Egypt's non-oil trade deficit plunged by approximately 16% to $15.9 billion in the first half (H1) of 2024, according to a government document reviewed by Asharq Business.

This decline was driven by an increase in exports and a decrease in imports as compared to the same period last year, when the deficit was at $18.917 billion

The document revealed that merchandize exports rose by 9.8% to $19.641 billion from January to June, while imports dropped by about 3.3% to $35.565 billion.

This rise in exports comes as the Egyptian government aims to reach an annual export target of $100 billion.

The building materials sector made up 24% of the country’s total exports, with $4.7 billion worth of exports, followed by the chemical products and fertilizers sector with a 19% share or $3.8 billion.
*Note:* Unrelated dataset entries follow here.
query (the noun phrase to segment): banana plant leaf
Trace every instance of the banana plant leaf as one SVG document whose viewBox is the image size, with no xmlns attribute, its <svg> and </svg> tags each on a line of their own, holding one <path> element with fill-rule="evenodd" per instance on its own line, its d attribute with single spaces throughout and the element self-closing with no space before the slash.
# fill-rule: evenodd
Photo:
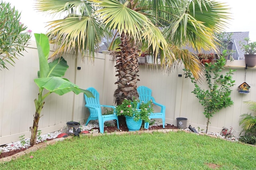
<svg viewBox="0 0 256 170">
<path fill-rule="evenodd" d="M 79 88 L 77 85 L 64 78 L 51 77 L 36 79 L 34 81 L 40 88 L 45 89 L 60 95 L 73 91 L 76 95 L 84 93 L 89 97 L 94 97 L 91 93 Z"/>
<path fill-rule="evenodd" d="M 61 57 L 48 63 L 50 52 L 48 38 L 43 34 L 35 34 L 34 35 L 39 57 L 40 70 L 39 78 L 34 79 L 34 81 L 39 88 L 45 89 L 50 93 L 53 92 L 60 95 L 73 91 L 76 95 L 84 93 L 88 97 L 94 98 L 89 91 L 80 89 L 68 79 L 61 77 L 68 68 L 67 61 Z"/>
<path fill-rule="evenodd" d="M 48 38 L 43 34 L 34 34 L 37 51 L 39 57 L 39 73 L 40 78 L 46 77 L 50 69 L 48 57 L 50 53 L 50 44 Z"/>
</svg>

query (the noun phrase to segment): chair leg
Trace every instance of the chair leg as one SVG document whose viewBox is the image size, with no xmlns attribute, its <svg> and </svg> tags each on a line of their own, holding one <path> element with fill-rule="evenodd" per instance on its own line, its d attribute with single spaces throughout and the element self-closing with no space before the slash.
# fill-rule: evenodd
<svg viewBox="0 0 256 170">
<path fill-rule="evenodd" d="M 117 126 L 117 129 L 119 129 L 119 122 L 118 122 L 118 118 L 116 120 L 116 125 Z"/>
<path fill-rule="evenodd" d="M 100 132 L 101 133 L 104 132 L 104 122 L 100 119 L 99 119 L 99 127 L 100 127 Z"/>
<path fill-rule="evenodd" d="M 149 127 L 149 123 L 148 122 L 146 122 L 144 124 L 144 128 L 148 129 Z"/>
<path fill-rule="evenodd" d="M 90 121 L 91 120 L 91 117 L 90 116 L 89 116 L 88 119 L 87 119 L 87 120 L 86 121 L 86 123 L 85 124 L 85 126 L 86 126 L 87 125 L 88 125 L 88 123 L 89 123 L 89 122 L 90 122 Z"/>
</svg>

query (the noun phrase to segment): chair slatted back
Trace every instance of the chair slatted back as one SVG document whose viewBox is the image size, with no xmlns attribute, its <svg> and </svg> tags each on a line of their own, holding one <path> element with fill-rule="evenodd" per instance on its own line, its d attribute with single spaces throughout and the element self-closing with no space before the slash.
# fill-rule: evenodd
<svg viewBox="0 0 256 170">
<path fill-rule="evenodd" d="M 100 94 L 93 87 L 89 87 L 87 90 L 92 92 L 95 98 L 87 97 L 86 95 L 84 94 L 84 99 L 86 103 L 86 106 L 99 108 L 100 109 L 100 113 L 101 113 L 101 105 L 100 103 Z M 95 109 L 90 109 L 90 108 L 88 108 L 88 109 L 91 116 L 98 117 L 98 113 L 96 111 Z"/>
</svg>

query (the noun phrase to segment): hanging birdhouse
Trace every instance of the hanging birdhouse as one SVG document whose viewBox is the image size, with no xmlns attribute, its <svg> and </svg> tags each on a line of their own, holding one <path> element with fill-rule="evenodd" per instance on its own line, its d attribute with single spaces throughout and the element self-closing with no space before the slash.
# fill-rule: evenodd
<svg viewBox="0 0 256 170">
<path fill-rule="evenodd" d="M 240 93 L 250 93 L 249 89 L 250 87 L 246 82 L 244 82 L 238 86 L 238 91 Z"/>
</svg>

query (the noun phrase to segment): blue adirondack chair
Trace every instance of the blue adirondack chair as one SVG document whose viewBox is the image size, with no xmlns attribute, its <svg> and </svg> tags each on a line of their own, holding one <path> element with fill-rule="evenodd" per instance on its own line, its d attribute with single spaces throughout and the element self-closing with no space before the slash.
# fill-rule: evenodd
<svg viewBox="0 0 256 170">
<path fill-rule="evenodd" d="M 161 107 L 161 112 L 159 113 L 152 113 L 149 116 L 149 119 L 162 119 L 163 121 L 163 128 L 164 128 L 164 124 L 165 124 L 165 106 L 161 105 L 156 102 L 155 99 L 152 97 L 152 90 L 146 86 L 140 86 L 137 89 L 137 91 L 139 94 L 139 99 L 140 101 L 147 102 L 150 100 L 154 104 Z M 146 129 L 148 128 L 149 123 L 145 123 L 144 128 Z"/>
<path fill-rule="evenodd" d="M 87 97 L 86 95 L 84 94 L 86 102 L 85 106 L 88 108 L 90 112 L 90 116 L 85 125 L 87 125 L 91 120 L 98 120 L 100 132 L 104 133 L 104 122 L 107 121 L 116 120 L 117 128 L 119 129 L 119 123 L 118 117 L 115 113 L 114 106 L 100 105 L 100 95 L 96 89 L 93 87 L 89 87 L 87 90 L 92 92 L 95 98 Z M 101 113 L 101 107 L 113 108 L 114 110 L 114 113 L 111 115 L 102 115 Z"/>
</svg>

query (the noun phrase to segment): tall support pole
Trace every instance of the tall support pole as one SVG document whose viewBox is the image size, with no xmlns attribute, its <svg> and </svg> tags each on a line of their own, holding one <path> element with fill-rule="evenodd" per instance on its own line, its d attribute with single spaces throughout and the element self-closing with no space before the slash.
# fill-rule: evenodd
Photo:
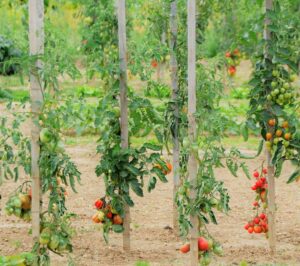
<svg viewBox="0 0 300 266">
<path fill-rule="evenodd" d="M 29 0 L 29 46 L 30 55 L 38 56 L 44 53 L 44 1 Z M 32 176 L 32 235 L 37 240 L 40 234 L 41 212 L 41 181 L 39 171 L 40 145 L 38 126 L 39 115 L 43 104 L 43 88 L 39 79 L 38 70 L 42 62 L 36 60 L 30 71 L 30 98 L 31 98 L 31 176 Z"/>
<path fill-rule="evenodd" d="M 273 9 L 273 0 L 265 0 L 265 11 Z M 268 25 L 270 24 L 269 19 L 265 19 L 264 39 L 267 42 L 265 48 L 265 58 L 269 57 L 268 42 L 271 41 L 272 36 Z M 274 177 L 274 166 L 271 162 L 271 153 L 266 149 L 267 163 L 268 163 L 268 224 L 269 224 L 269 246 L 272 254 L 276 252 L 276 205 L 275 205 L 275 177 Z"/>
<path fill-rule="evenodd" d="M 126 1 L 118 0 L 118 34 L 120 57 L 120 104 L 121 104 L 121 146 L 128 148 L 128 100 L 127 100 L 127 45 L 126 45 Z M 130 209 L 125 206 L 123 249 L 130 250 Z"/>
<path fill-rule="evenodd" d="M 196 1 L 188 0 L 188 121 L 189 138 L 191 142 L 196 140 Z M 197 183 L 197 159 L 195 154 L 189 155 L 188 161 L 189 180 L 193 186 L 191 198 L 196 197 L 195 186 Z M 190 217 L 191 229 L 191 265 L 198 265 L 198 218 Z"/>
<path fill-rule="evenodd" d="M 173 228 L 176 234 L 178 234 L 178 213 L 177 205 L 175 202 L 176 192 L 179 187 L 179 106 L 178 106 L 178 77 L 177 77 L 177 58 L 176 58 L 176 42 L 178 34 L 177 25 L 177 0 L 171 3 L 170 14 L 170 50 L 171 50 L 171 83 L 172 83 L 172 100 L 174 102 L 174 136 L 173 136 Z"/>
</svg>

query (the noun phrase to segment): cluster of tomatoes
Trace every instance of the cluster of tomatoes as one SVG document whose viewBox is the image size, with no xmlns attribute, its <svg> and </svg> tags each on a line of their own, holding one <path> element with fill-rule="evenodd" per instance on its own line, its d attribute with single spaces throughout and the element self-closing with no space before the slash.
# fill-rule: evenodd
<svg viewBox="0 0 300 266">
<path fill-rule="evenodd" d="M 97 212 L 93 215 L 94 223 L 123 225 L 122 217 L 114 210 L 105 197 L 95 201 Z"/>
<path fill-rule="evenodd" d="M 251 187 L 251 189 L 256 193 L 256 198 L 253 202 L 253 207 L 256 212 L 256 215 L 244 226 L 245 230 L 247 230 L 249 234 L 260 234 L 268 232 L 268 218 L 265 214 L 265 210 L 268 207 L 268 181 L 266 178 L 267 173 L 268 170 L 266 168 L 262 168 L 261 173 L 259 173 L 258 171 L 255 171 L 253 173 L 253 177 L 256 179 L 256 181 L 255 184 Z M 260 208 L 262 208 L 263 211 L 261 211 L 261 213 L 259 214 Z"/>
<path fill-rule="evenodd" d="M 276 119 L 270 119 L 268 121 L 269 131 L 266 133 L 266 146 L 271 151 L 273 144 L 279 145 L 282 144 L 285 148 L 290 146 L 290 141 L 292 140 L 293 136 L 293 129 L 290 128 L 288 121 L 276 121 Z M 286 157 L 288 159 L 292 151 L 286 152 Z"/>
<path fill-rule="evenodd" d="M 162 160 L 164 161 L 163 158 L 162 158 Z M 172 164 L 170 162 L 165 162 L 165 164 L 166 164 L 167 168 L 165 168 L 164 166 L 162 166 L 161 164 L 158 164 L 158 163 L 155 164 L 154 167 L 160 169 L 164 175 L 168 175 L 172 172 L 173 167 L 172 167 Z"/>
<path fill-rule="evenodd" d="M 273 70 L 272 91 L 267 95 L 268 101 L 280 106 L 292 104 L 296 98 L 295 89 L 291 85 L 296 80 L 296 75 L 285 76 L 283 73 L 280 69 Z"/>
<path fill-rule="evenodd" d="M 24 221 L 31 220 L 31 188 L 25 192 L 19 191 L 12 195 L 5 206 L 7 215 L 15 215 Z"/>
<path fill-rule="evenodd" d="M 188 253 L 190 251 L 190 244 L 186 243 L 181 248 L 182 253 Z M 217 256 L 223 255 L 223 249 L 219 243 L 214 242 L 212 239 L 201 236 L 198 238 L 198 251 L 201 256 L 201 264 L 209 265 L 211 262 L 211 253 L 213 252 Z"/>
<path fill-rule="evenodd" d="M 226 52 L 226 65 L 229 76 L 233 77 L 236 74 L 236 67 L 240 64 L 241 53 L 239 49 L 234 49 L 232 52 Z"/>
</svg>

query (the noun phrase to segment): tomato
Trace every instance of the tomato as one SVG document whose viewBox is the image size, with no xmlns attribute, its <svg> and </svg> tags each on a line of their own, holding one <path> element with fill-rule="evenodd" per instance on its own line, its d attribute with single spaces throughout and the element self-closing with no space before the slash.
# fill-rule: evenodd
<svg viewBox="0 0 300 266">
<path fill-rule="evenodd" d="M 268 121 L 268 124 L 269 124 L 270 127 L 274 127 L 276 125 L 276 119 L 270 119 Z"/>
<path fill-rule="evenodd" d="M 98 199 L 98 200 L 95 201 L 95 207 L 98 210 L 102 209 L 103 205 L 104 205 L 104 202 L 102 200 Z"/>
<path fill-rule="evenodd" d="M 272 133 L 268 132 L 266 134 L 266 140 L 271 140 L 272 139 Z"/>
<path fill-rule="evenodd" d="M 282 130 L 281 129 L 277 129 L 275 132 L 276 137 L 281 137 L 282 136 Z"/>
<path fill-rule="evenodd" d="M 40 141 L 42 143 L 49 143 L 52 139 L 52 134 L 48 128 L 43 128 L 40 132 Z"/>
<path fill-rule="evenodd" d="M 96 213 L 96 214 L 93 215 L 92 220 L 93 220 L 94 223 L 96 223 L 96 224 L 100 223 L 100 220 L 99 220 L 99 218 L 98 218 L 98 213 Z"/>
<path fill-rule="evenodd" d="M 50 238 L 51 238 L 51 231 L 49 228 L 45 228 L 43 229 L 40 235 L 39 242 L 41 245 L 47 245 L 50 242 Z"/>
<path fill-rule="evenodd" d="M 262 202 L 265 202 L 267 199 L 267 192 L 264 190 L 262 192 L 260 192 L 260 199 Z"/>
<path fill-rule="evenodd" d="M 50 249 L 56 250 L 58 248 L 58 245 L 59 245 L 59 236 L 58 235 L 52 235 L 50 243 L 49 243 Z"/>
<path fill-rule="evenodd" d="M 256 234 L 260 234 L 262 232 L 262 228 L 259 225 L 255 225 L 253 230 Z"/>
<path fill-rule="evenodd" d="M 152 62 L 151 62 L 151 66 L 153 68 L 157 68 L 158 67 L 158 62 L 155 59 L 153 59 Z"/>
<path fill-rule="evenodd" d="M 204 237 L 198 238 L 198 249 L 201 251 L 207 251 L 209 249 L 208 241 Z"/>
<path fill-rule="evenodd" d="M 264 168 L 263 169 L 263 173 L 266 175 L 268 173 L 268 169 L 267 168 Z"/>
<path fill-rule="evenodd" d="M 113 224 L 120 224 L 120 225 L 122 225 L 123 224 L 123 219 L 122 219 L 122 217 L 120 216 L 120 215 L 115 215 L 114 217 L 113 217 Z"/>
<path fill-rule="evenodd" d="M 230 52 L 226 52 L 225 57 L 230 58 L 231 57 L 231 53 Z"/>
<path fill-rule="evenodd" d="M 19 194 L 19 199 L 22 202 L 22 209 L 23 210 L 30 210 L 31 209 L 31 198 L 27 194 Z"/>
<path fill-rule="evenodd" d="M 289 127 L 289 122 L 288 122 L 288 121 L 284 121 L 284 122 L 282 123 L 282 127 L 283 127 L 283 128 L 288 128 L 288 127 Z"/>
<path fill-rule="evenodd" d="M 181 248 L 180 251 L 181 253 L 188 253 L 190 251 L 190 244 L 184 244 Z"/>
<path fill-rule="evenodd" d="M 229 74 L 230 76 L 234 76 L 235 73 L 236 73 L 236 67 L 235 67 L 235 66 L 230 66 L 230 67 L 228 68 L 228 74 Z"/>
<path fill-rule="evenodd" d="M 260 220 L 259 220 L 258 217 L 255 217 L 255 218 L 253 219 L 253 222 L 254 222 L 255 224 L 259 224 Z"/>
<path fill-rule="evenodd" d="M 100 222 L 103 222 L 104 221 L 104 217 L 105 217 L 105 214 L 103 211 L 99 211 L 98 212 L 98 219 Z"/>
<path fill-rule="evenodd" d="M 108 212 L 108 213 L 106 214 L 106 217 L 107 217 L 108 219 L 112 219 L 112 217 L 113 217 L 112 212 Z"/>
<path fill-rule="evenodd" d="M 261 215 L 259 215 L 259 218 L 264 220 L 266 218 L 266 215 L 264 213 L 262 213 Z"/>
<path fill-rule="evenodd" d="M 255 178 L 258 178 L 258 177 L 259 177 L 259 172 L 255 171 L 255 172 L 253 173 L 253 176 L 254 176 Z"/>
<path fill-rule="evenodd" d="M 291 137 L 292 137 L 291 133 L 285 133 L 285 134 L 284 134 L 284 138 L 285 138 L 286 140 L 290 140 Z"/>
</svg>

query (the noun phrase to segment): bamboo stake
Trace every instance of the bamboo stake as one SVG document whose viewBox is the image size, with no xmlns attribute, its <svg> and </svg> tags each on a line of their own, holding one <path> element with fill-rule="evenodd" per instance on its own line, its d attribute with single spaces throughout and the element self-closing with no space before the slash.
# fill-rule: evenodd
<svg viewBox="0 0 300 266">
<path fill-rule="evenodd" d="M 128 100 L 127 100 L 127 45 L 126 45 L 126 0 L 118 0 L 118 34 L 120 57 L 120 104 L 121 104 L 121 146 L 128 148 Z M 130 209 L 125 206 L 123 249 L 130 250 Z"/>
<path fill-rule="evenodd" d="M 265 11 L 273 9 L 273 0 L 265 0 Z M 268 25 L 269 19 L 265 20 L 264 39 L 269 42 L 272 39 Z M 268 44 L 265 48 L 265 57 L 269 57 Z M 269 246 L 272 254 L 276 252 L 276 204 L 275 204 L 275 177 L 274 166 L 272 165 L 272 155 L 266 149 L 267 163 L 268 163 L 268 224 L 269 224 Z"/>
<path fill-rule="evenodd" d="M 177 42 L 177 0 L 171 3 L 170 14 L 170 50 L 171 50 L 171 83 L 172 83 L 172 99 L 174 101 L 174 136 L 173 136 L 173 228 L 178 234 L 178 213 L 175 202 L 176 192 L 179 187 L 179 107 L 178 107 L 178 77 L 177 77 L 177 58 L 176 58 L 176 42 Z"/>
<path fill-rule="evenodd" d="M 44 53 L 44 1 L 29 0 L 29 46 L 30 55 L 42 55 Z M 35 67 L 30 72 L 30 98 L 31 98 L 31 176 L 32 176 L 32 235 L 34 241 L 40 234 L 41 212 L 41 183 L 39 171 L 40 145 L 38 126 L 39 114 L 42 111 L 43 91 L 38 76 L 38 69 L 42 68 L 42 62 L 36 60 Z"/>
<path fill-rule="evenodd" d="M 189 138 L 191 142 L 196 139 L 196 1 L 188 0 L 188 120 Z M 192 186 L 197 183 L 197 160 L 193 153 L 189 155 L 188 175 Z M 191 190 L 191 198 L 196 197 L 195 189 Z M 190 217 L 191 229 L 191 265 L 198 265 L 198 218 Z"/>
</svg>

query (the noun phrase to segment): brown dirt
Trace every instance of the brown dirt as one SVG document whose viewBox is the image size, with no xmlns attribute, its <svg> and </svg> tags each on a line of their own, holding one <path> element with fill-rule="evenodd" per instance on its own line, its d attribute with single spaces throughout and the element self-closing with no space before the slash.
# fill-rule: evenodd
<svg viewBox="0 0 300 266">
<path fill-rule="evenodd" d="M 178 249 L 183 243 L 166 226 L 172 227 L 172 175 L 167 184 L 159 183 L 157 189 L 144 198 L 136 198 L 132 209 L 132 251 L 122 251 L 122 235 L 112 234 L 110 244 L 105 245 L 102 233 L 91 221 L 94 213 L 94 200 L 104 194 L 104 185 L 94 174 L 98 156 L 95 145 L 69 147 L 68 152 L 82 173 L 82 186 L 78 194 L 70 192 L 69 210 L 78 217 L 74 220 L 77 235 L 74 238 L 72 258 L 76 265 L 135 265 L 136 261 L 148 261 L 150 265 L 190 265 L 189 255 L 181 254 Z M 248 162 L 250 170 L 261 163 L 262 159 Z M 225 182 L 231 196 L 229 215 L 218 215 L 219 225 L 211 225 L 210 231 L 223 243 L 224 256 L 215 258 L 212 265 L 239 265 L 241 261 L 249 265 L 265 263 L 282 263 L 283 265 L 300 265 L 300 184 L 285 183 L 292 171 L 289 166 L 277 181 L 277 247 L 276 256 L 268 253 L 268 242 L 263 235 L 249 235 L 243 226 L 252 216 L 251 204 L 254 193 L 250 190 L 252 181 L 242 174 L 232 177 L 227 170 L 218 170 L 218 177 Z M 16 183 L 7 181 L 0 187 L 2 207 Z M 0 254 L 9 255 L 30 250 L 31 238 L 27 232 L 30 225 L 17 218 L 0 216 Z M 67 265 L 67 257 L 52 256 L 52 265 Z"/>
</svg>

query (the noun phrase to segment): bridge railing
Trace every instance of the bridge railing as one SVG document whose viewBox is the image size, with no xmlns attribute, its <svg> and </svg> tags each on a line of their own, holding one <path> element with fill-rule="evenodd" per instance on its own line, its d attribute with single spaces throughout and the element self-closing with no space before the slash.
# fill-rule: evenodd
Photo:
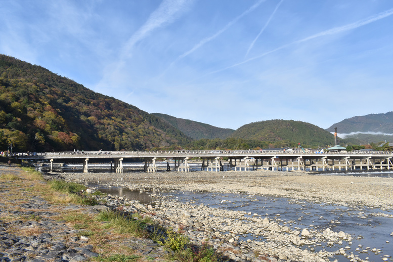
<svg viewBox="0 0 393 262">
<path fill-rule="evenodd" d="M 389 151 L 354 151 L 348 152 L 342 152 L 339 151 L 316 151 L 314 152 L 304 152 L 302 151 L 285 151 L 285 150 L 173 150 L 173 151 L 65 151 L 65 152 L 24 152 L 15 153 L 14 155 L 19 157 L 42 157 L 42 156 L 108 156 L 110 155 L 121 156 L 122 155 L 127 156 L 143 156 L 146 155 L 158 156 L 158 155 L 220 155 L 224 154 L 304 154 L 310 155 L 315 154 L 346 154 L 349 155 L 358 154 L 393 154 L 393 152 Z"/>
</svg>

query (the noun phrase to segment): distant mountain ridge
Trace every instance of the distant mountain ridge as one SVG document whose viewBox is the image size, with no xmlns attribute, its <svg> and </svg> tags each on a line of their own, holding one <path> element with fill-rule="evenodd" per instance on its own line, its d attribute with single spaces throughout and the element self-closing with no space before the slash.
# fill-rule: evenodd
<svg viewBox="0 0 393 262">
<path fill-rule="evenodd" d="M 215 138 L 225 139 L 235 132 L 233 129 L 217 127 L 210 124 L 179 118 L 165 114 L 153 113 L 152 114 L 170 124 L 189 137 L 197 140 Z"/>
<path fill-rule="evenodd" d="M 274 119 L 245 124 L 230 137 L 281 142 L 281 146 L 318 147 L 334 145 L 334 136 L 312 124 L 293 120 Z"/>
<path fill-rule="evenodd" d="M 191 141 L 135 106 L 0 54 L 1 150 L 145 150 Z"/>
<path fill-rule="evenodd" d="M 384 114 L 354 116 L 336 123 L 326 130 L 334 132 L 336 127 L 339 134 L 354 132 L 393 134 L 393 111 Z"/>
<path fill-rule="evenodd" d="M 193 140 L 203 150 L 221 147 L 225 143 L 220 139 L 234 148 L 295 147 L 298 143 L 318 148 L 334 144 L 330 132 L 334 127 L 341 134 L 392 134 L 393 112 L 354 117 L 326 130 L 300 121 L 274 119 L 234 130 L 149 114 L 42 67 L 0 54 L 1 150 L 10 145 L 20 151 L 174 150 L 191 146 Z M 341 140 L 342 145 L 364 142 L 357 139 Z"/>
</svg>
Meanwhile, the food industries accounted for 15% or $3.1 billion of total exports, followed by agricultural products with a share of 14% or $2.7 billion and the engineering and electronic goods sector with a 13% share worth $2.6 billion.

On the import side, engineering and electronic goods made up the largest share of total imports at 30% worth $10.8 billion, followed by building materials with a 18% share worth $6.8 billion.

This was followed by agricultural products with a 14% for $4.9 billion share of total imports, chemical products and fertilizers with a 14% share at a value of $5.1 billion, and food industries with a 11% share worth $3.9 billion of imports.